At the beginning, Markazi hired a trainer who taught him the ropes and strengthened good habits. He started slowly and focused on cardio. First it was 20 minutes, then 30 minutes, until he finally worked up to 60 minutes on the treadmill, elliptical trainer or bike.

To supplement his training, he changed his diet – no more stadium dishes and no more nightly drive-thru burgers. Instead, he was aiming for 1,500 to 1,600 calories of healthy whole foods with lots of lettuce, chicken, salmon and vegetables every day.
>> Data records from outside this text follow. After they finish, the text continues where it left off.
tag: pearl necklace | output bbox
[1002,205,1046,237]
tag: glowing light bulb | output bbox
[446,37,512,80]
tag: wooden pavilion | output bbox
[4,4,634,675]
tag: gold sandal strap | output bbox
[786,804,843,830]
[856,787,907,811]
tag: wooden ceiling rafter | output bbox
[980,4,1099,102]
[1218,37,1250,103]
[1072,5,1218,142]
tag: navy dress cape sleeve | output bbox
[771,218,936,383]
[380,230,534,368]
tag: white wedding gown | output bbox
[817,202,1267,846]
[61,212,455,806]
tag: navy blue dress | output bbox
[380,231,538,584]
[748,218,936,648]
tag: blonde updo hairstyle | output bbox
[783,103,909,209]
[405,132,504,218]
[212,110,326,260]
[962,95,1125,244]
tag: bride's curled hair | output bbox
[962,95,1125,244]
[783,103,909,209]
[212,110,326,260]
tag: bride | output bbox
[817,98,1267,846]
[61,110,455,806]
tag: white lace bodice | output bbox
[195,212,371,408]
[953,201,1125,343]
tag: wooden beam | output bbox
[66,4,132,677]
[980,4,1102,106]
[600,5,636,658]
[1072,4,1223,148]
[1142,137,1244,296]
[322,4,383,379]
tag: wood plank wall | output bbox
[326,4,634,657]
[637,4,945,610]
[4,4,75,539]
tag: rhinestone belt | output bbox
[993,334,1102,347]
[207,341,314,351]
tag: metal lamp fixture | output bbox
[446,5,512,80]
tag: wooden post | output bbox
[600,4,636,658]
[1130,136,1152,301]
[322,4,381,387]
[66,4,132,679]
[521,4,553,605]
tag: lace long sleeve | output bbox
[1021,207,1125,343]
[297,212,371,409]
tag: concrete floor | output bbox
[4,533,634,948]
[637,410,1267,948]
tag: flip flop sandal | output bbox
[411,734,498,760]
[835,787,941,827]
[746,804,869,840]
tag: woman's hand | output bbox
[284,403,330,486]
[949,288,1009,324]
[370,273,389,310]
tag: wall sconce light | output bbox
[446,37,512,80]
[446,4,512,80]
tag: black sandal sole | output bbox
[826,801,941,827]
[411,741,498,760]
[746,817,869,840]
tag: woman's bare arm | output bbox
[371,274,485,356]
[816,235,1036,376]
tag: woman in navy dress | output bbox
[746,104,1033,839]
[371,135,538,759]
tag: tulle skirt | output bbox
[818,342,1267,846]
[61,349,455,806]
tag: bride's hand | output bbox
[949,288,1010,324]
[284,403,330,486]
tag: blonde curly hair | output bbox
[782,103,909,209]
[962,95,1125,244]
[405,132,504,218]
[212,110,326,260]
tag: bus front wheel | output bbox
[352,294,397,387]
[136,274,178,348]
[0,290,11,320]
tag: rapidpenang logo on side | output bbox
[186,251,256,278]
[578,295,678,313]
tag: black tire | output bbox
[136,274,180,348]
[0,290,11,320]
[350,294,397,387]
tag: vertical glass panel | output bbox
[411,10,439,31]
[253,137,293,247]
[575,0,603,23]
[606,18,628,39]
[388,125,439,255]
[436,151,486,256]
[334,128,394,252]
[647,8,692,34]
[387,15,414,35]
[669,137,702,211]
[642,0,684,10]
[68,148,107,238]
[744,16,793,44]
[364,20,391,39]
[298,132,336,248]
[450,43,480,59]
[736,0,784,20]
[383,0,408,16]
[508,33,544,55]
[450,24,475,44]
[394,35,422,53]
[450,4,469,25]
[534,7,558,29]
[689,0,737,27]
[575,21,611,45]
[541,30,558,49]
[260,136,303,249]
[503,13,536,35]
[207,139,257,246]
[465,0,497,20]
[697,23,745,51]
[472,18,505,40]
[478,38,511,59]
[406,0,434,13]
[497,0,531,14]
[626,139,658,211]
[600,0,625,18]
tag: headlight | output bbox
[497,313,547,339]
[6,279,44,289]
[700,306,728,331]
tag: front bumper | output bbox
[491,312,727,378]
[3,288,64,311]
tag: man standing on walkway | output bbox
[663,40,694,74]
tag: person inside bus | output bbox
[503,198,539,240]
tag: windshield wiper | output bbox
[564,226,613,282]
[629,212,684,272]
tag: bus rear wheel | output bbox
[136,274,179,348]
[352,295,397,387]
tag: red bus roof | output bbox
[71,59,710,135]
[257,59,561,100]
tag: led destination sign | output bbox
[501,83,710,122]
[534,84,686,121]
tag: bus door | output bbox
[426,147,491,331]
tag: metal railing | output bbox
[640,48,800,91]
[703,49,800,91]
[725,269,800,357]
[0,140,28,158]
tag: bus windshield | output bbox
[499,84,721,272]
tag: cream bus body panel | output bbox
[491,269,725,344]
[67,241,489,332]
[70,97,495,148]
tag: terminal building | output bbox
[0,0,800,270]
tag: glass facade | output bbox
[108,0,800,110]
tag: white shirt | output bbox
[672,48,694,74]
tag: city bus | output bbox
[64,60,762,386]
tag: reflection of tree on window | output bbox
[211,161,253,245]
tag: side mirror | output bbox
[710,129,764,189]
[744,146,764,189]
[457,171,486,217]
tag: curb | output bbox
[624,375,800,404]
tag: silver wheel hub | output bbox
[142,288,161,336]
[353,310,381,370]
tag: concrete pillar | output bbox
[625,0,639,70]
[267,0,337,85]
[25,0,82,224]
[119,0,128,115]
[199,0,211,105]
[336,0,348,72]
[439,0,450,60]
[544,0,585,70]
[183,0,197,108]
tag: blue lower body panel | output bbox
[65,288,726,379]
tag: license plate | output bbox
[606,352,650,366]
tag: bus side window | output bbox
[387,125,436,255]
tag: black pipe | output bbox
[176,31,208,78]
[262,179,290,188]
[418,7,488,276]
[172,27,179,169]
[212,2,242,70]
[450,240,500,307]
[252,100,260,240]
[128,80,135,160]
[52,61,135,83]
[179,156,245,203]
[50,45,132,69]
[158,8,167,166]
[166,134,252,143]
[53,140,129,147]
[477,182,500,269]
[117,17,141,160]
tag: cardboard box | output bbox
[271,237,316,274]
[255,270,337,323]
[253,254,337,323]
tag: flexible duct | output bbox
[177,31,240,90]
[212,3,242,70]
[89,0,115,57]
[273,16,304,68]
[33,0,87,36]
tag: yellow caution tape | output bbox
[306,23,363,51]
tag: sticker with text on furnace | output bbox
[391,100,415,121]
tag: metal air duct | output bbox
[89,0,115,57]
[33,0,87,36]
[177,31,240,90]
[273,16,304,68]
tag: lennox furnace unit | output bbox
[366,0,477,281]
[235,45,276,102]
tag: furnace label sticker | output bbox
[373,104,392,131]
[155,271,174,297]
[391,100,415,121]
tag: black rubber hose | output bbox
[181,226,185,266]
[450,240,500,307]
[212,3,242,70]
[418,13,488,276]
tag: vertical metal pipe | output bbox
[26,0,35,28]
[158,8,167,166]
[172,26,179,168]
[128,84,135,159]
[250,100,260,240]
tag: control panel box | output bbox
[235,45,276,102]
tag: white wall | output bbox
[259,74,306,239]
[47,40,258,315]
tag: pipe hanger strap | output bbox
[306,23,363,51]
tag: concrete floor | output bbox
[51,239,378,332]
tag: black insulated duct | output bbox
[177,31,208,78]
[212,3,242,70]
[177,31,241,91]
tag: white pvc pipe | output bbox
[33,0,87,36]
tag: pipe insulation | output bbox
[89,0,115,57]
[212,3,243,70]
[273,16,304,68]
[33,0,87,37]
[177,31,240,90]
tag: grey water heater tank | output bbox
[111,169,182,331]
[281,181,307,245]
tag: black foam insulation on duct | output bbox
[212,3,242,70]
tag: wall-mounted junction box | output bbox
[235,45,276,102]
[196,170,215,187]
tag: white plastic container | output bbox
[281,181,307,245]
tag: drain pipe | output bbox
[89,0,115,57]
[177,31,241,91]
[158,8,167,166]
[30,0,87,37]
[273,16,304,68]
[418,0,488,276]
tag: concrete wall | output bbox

And to keep himself accountable, he started documenting his workouts and meals every day on Instagram.

His hard work quickly paid off and Markazi lost £ 43 after a month. He jokes that the easiest way to lose weight is to put on weight in the first place and realizes that in the first month he flipped a switch and his body just reacted. Staying with it was his new challenge, but the differences he began to see in his body and how he felt kept him going. This and the positive reinforcement from friends, colleagues and even strangers motivated him.

At the end of a year, he lost £ 130.


View this post on Instagram

I am 120 days on my trip and have entered the scales today and am down 90 pounds! I still can't believe the progress I've made. I write my trip on Instagram and catalog the stories every 30 days. I have just posted the last 30 days if you want to check it out.

A post by Arash Markazi (@arashmarkazi) on January 30, 2019 at 12:28 p.m. PST

Markazi's dramatic transformation even caught the attention of one of the athletes he wrote about. It received compliments from contacts he hadn't seen in a while, and he even started getting messages from people on his major social media that followed him. This was one of the most rewarding and unexpected benefits of his trip.

"The people who contact me and let me know that they joined me on this trip inspire me," he says.

Now healthy living is only part of his routine. Even though his weight loss has exceeded the three-digit numbers, Markazi does cardio for 60 minutes every day and usually chooses the morning workout to make sure he doesn't derail. More recently, he added weight training and used online programs as a starting point. He admits that he has to learn more and wants to hire a trainer to get him on the right track.

"The key to all of this is that I can do it on my own," says Markazi. "Being able to stay on the go while not being dependent on someone else." This inner drive has made him strong for more than a year since he first decided to make a change. Like all of us, Markazi faces pitfalls and bad days. But now he has the strength to walk past them. If he skips a workout or has a bad day, he doesn't do a spiral. "It gives me the feeling that I have to get back on the horse straight away."